Di seguito i nomi dei 15 cittadini insigniti della Medaglia d'onore: Antonio Amico di Specchia; Ippazio Luigi Annesi di Miggiano; Donato Bortone di Montesano Salentino; Luigi Bramato di Miggiano; Giovanni Carbone di Miggiano; Anotonio Igino Carbone di Miggiano; Carlo Colaci di Lecce; Michele Pasquale Fusaro di Specchia; Francesco Madaro di Lecce; Luciano Rocco Marini di Supersano; Salvatore Murciano di Lecce; Antonio Gino Mario Putignano di Monteroni di Lecce; Carmelo Quarta di Monteroni di Lecce; Cesario Scardino di San Cesario di Lecce. 

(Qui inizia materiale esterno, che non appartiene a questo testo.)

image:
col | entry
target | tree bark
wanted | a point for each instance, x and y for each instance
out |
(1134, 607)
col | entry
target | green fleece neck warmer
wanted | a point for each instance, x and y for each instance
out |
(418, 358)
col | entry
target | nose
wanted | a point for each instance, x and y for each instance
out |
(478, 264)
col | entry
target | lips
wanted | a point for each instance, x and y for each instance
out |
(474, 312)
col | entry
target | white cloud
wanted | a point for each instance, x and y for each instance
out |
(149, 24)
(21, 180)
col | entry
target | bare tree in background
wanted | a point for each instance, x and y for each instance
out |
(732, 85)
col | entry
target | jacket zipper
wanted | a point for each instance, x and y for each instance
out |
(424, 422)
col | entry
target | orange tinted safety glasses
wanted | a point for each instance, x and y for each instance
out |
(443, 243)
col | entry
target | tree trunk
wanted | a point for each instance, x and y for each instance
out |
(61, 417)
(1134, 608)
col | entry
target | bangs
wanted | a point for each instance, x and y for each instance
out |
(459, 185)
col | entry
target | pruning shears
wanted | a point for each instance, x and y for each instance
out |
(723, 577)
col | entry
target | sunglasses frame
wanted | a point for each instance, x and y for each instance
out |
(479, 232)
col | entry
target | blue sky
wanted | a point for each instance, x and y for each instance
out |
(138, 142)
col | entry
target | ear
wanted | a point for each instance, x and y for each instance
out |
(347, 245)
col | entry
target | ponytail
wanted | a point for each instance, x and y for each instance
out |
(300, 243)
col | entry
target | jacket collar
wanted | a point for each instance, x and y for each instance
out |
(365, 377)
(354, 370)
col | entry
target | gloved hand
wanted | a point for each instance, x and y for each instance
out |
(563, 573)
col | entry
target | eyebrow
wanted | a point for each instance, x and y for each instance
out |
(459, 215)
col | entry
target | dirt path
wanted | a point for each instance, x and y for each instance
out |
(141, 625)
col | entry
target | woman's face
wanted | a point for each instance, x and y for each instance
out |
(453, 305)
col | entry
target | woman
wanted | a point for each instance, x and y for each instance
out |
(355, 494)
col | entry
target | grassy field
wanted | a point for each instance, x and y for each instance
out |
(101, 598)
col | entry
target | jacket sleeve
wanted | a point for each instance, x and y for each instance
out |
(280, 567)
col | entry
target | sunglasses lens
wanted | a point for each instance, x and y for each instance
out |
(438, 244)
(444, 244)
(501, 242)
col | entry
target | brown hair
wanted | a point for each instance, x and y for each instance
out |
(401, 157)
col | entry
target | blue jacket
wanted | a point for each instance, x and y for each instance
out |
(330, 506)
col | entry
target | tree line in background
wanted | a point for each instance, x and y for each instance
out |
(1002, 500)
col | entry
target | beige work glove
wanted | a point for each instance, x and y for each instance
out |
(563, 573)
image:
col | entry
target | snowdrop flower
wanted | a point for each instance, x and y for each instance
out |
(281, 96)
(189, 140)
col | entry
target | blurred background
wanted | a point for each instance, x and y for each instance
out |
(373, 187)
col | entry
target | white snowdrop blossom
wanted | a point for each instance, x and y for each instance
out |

Nardò: video messaggio di Liliana Segre

Liliana Segre, senatrice e testimone diretta delle atrocità dell'Olocausto, ha risposto con un videomessaggio a una lettera che il sindaco di Nardò, Pippi Mellone, e l'assessore alla Cultura, Ettore Tollemeto le avevano inviato. “Sono orgoglioso ed emozionato per questo messaggio e questa è una Giornata della Memoria speciale per tutti i neretini - ha commentato il primo cittadino -”. Nel messaggio Liliana Segre ricorda l’esperienza dell’accoglienza dei profughi ebrei sopravvissuti ai campi di sterminio, negli anni tra il 1943 e il 1947, per la quale la città salentina si è meritata nel 2005 la Medaglia d’Oro al Merito Civile dal Presidente della Repubblica Carlo Azeglio Ciampi. La senatrice ha anche citato Renata Fonte come un esempio eccezionale.

In concomitanza con la notizia del video messaggio, Lorenzo Siciliano, consigliere di minoranza, si è rivolto a Mellone chiedendo se i tempi non siano maturi per un tributo formale alla stessa senatrice, come del resto già avvenuto a Lecce: "Credo che Nardò abbia il dovere etico e morale di conferirle la cittadinanza onoraria, come richiesto attraverso una mozione consiliare di cui sono primo firmatario, presentata esattamente il 27 gennaio dello scorso anno e mai discussa in Consiglio Comunale. Spero vivamente che oggi, anche se con qualche ritardo, ciò possa accadere. Perché sarebbe sterile e a tratti grottesco utilizzare questa giornata come passerella sulla quale ripulirsi le scarpe dal fango dell’indifferenza e del revisionismo storico che spesso mostra, durante il resto dell’anno, il suo vero volto”.